On the occasion of her thirtieth birthday, which she’d celebrated with her father and Hannah in New York, Ruth had made an uncharacteristically lighthearted remark on the subject of her few and fast-failing relationships with men.

“Well, Daddy,” she’d said to him, “you probably thought I’d be married by now, and that you could stop worrying about me.”

“No, Ruthie,” he’d told her. “It’s when you
are
married that I’ll
start
worrying about you.”

“Yeah, why get married?” Hannah had said. “You can have all the guys you want.”

“All men are basically unfaithful, Ruthie,” her father had said. He’d already told her that—even before she went to Exeter, when she’d been fifteen!—but he found a way to repeat it, at least semiannually.

“However, if I want a child . . .” Ruth had said. She knew Hannah’s opinion of having a child; Hannah didn’t want one. And Ruth was well aware of her father’s point of view: that to have a child was to live in constant fear that something would happen to your child—not to mention the evidence that Ruth’s mother had (in her father’s words) “failed the mother test.”


Do
you want to have a child, Ruthie?” her father had asked her.

“I don’t know,” Ruth had admitted.

“There’s a lot of time to stay single, then,” Hannah had told her.

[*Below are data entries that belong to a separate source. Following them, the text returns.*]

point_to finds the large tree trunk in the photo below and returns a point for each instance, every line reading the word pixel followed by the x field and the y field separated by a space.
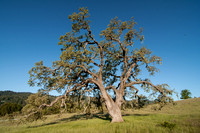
pixel 113 108
pixel 114 111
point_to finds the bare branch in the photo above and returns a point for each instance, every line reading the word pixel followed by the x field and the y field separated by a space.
pixel 145 82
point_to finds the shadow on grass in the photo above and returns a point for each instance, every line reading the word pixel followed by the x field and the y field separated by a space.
pixel 77 117
pixel 105 117
pixel 136 115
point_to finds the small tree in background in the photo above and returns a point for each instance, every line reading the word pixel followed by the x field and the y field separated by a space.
pixel 185 94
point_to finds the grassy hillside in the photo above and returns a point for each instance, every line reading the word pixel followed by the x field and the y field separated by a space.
pixel 184 117
pixel 13 97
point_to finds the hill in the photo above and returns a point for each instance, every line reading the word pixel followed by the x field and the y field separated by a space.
pixel 13 97
pixel 184 117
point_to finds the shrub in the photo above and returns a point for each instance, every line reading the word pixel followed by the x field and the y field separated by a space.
pixel 9 108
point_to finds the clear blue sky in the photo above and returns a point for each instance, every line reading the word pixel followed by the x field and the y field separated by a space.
pixel 30 31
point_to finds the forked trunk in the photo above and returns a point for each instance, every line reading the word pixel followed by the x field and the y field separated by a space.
pixel 114 110
pixel 112 107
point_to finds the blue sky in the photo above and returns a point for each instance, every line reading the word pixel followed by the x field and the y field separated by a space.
pixel 30 31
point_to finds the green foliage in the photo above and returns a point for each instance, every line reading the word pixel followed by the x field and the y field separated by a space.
pixel 13 97
pixel 110 65
pixel 9 108
pixel 35 100
pixel 168 125
pixel 185 94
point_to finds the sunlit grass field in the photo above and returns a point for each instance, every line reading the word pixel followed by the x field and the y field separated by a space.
pixel 184 117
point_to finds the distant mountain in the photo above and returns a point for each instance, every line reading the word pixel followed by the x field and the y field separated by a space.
pixel 13 97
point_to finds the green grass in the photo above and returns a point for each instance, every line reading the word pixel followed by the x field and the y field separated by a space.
pixel 181 118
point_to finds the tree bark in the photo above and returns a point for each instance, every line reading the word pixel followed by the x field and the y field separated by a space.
pixel 112 107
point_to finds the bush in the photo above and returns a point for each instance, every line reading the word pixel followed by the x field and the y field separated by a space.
pixel 9 108
pixel 168 125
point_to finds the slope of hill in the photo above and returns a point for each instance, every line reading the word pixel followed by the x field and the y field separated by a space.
pixel 13 97
pixel 184 117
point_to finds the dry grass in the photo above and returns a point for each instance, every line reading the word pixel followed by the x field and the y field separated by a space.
pixel 184 117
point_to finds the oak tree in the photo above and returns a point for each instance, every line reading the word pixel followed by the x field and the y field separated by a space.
pixel 185 94
pixel 112 64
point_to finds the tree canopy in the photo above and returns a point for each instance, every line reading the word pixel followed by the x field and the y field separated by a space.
pixel 185 94
pixel 112 64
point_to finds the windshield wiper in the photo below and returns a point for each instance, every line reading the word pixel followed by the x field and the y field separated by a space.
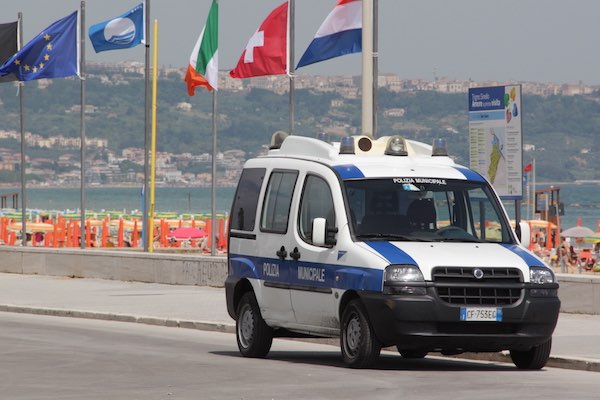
pixel 461 239
pixel 395 236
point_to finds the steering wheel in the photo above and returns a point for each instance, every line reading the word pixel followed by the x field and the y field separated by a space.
pixel 450 228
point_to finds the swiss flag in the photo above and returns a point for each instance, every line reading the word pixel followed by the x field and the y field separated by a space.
pixel 266 51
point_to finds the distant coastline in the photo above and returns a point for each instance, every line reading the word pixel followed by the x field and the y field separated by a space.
pixel 16 186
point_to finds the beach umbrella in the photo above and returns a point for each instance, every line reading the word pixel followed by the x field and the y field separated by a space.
pixel 595 238
pixel 186 233
pixel 577 232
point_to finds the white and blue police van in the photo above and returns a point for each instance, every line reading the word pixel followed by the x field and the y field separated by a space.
pixel 382 243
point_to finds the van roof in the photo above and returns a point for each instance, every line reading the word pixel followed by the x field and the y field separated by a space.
pixel 419 161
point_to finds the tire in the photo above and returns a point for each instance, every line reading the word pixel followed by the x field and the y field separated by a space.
pixel 254 336
pixel 412 354
pixel 534 358
pixel 360 348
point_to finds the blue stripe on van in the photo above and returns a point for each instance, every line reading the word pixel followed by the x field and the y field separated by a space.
pixel 349 171
pixel 393 254
pixel 306 274
pixel 529 258
pixel 470 174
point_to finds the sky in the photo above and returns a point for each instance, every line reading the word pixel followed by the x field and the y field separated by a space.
pixel 506 41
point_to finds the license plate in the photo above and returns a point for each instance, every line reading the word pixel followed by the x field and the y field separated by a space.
pixel 480 314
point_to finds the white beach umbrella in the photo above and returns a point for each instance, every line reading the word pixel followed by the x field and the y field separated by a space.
pixel 577 232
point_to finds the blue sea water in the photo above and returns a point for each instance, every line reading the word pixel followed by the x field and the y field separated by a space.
pixel 581 201
pixel 179 200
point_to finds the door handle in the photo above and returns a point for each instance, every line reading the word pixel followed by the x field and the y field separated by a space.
pixel 295 254
pixel 282 254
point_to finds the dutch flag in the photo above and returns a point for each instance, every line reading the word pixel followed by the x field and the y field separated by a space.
pixel 340 34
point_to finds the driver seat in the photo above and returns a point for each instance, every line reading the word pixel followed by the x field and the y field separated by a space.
pixel 422 215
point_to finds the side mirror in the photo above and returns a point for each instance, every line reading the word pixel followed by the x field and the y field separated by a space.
pixel 323 236
pixel 319 231
pixel 524 234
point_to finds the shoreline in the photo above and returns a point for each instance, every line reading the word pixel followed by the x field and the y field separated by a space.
pixel 12 186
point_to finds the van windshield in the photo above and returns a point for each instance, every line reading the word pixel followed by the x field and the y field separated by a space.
pixel 425 209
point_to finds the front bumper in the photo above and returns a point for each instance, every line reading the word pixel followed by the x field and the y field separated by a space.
pixel 427 323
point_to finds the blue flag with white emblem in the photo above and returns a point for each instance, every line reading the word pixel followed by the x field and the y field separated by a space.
pixel 122 32
pixel 51 54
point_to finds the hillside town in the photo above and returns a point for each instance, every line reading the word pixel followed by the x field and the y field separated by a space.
pixel 106 165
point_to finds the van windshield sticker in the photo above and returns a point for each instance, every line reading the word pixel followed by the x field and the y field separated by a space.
pixel 412 181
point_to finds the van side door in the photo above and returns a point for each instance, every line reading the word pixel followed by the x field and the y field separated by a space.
pixel 314 266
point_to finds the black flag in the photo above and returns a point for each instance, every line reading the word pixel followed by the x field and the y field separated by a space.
pixel 8 45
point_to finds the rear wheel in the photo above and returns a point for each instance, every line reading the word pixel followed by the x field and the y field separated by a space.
pixel 360 348
pixel 534 358
pixel 254 336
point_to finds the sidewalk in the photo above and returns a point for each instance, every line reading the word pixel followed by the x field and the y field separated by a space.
pixel 576 341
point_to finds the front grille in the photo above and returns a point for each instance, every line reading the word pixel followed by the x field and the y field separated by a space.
pixel 497 287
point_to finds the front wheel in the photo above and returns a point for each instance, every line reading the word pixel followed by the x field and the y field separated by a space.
pixel 254 336
pixel 360 347
pixel 534 358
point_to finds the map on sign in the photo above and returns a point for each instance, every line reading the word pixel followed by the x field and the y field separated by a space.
pixel 495 140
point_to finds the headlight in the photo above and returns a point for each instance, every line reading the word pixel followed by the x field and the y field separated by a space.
pixel 541 275
pixel 403 273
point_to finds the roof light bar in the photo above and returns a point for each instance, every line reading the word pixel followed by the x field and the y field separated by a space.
pixel 347 145
pixel 439 147
pixel 396 146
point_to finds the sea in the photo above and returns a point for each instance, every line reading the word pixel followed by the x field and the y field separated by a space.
pixel 581 201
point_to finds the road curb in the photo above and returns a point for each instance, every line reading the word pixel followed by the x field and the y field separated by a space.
pixel 565 362
pixel 172 323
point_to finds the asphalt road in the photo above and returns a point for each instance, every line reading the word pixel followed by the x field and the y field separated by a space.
pixel 45 357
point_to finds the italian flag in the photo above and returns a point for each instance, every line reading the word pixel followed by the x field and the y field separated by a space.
pixel 203 68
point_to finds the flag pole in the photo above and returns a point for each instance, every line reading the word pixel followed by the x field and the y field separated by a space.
pixel 153 146
pixel 213 210
pixel 367 68
pixel 82 124
pixel 213 194
pixel 375 62
pixel 291 71
pixel 23 167
pixel 146 234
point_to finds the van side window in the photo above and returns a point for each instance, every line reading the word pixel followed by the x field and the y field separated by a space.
pixel 316 202
pixel 243 212
pixel 278 199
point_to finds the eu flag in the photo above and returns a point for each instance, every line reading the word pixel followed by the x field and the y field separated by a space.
pixel 51 54
pixel 8 45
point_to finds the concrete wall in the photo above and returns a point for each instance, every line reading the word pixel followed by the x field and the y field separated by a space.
pixel 578 293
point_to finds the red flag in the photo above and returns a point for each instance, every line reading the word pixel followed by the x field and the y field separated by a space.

But now she was thirty-six; if Ruth wanted a child, there was not a lot of time left. And when she’d merely
mentioned
Allan Albright to her father, Ted Cole had said: “What is he? Twelve, fifteen years older than you are, isn’t he?” (Because her father knew everything about everyone in publishing. Ted may have stopped writing, but he kept up with the
business
of writing.)

“Allan is eighteen years older than I am, Daddy,” Ruth had acknowledged. “But he’s like you. He’s very healthy.”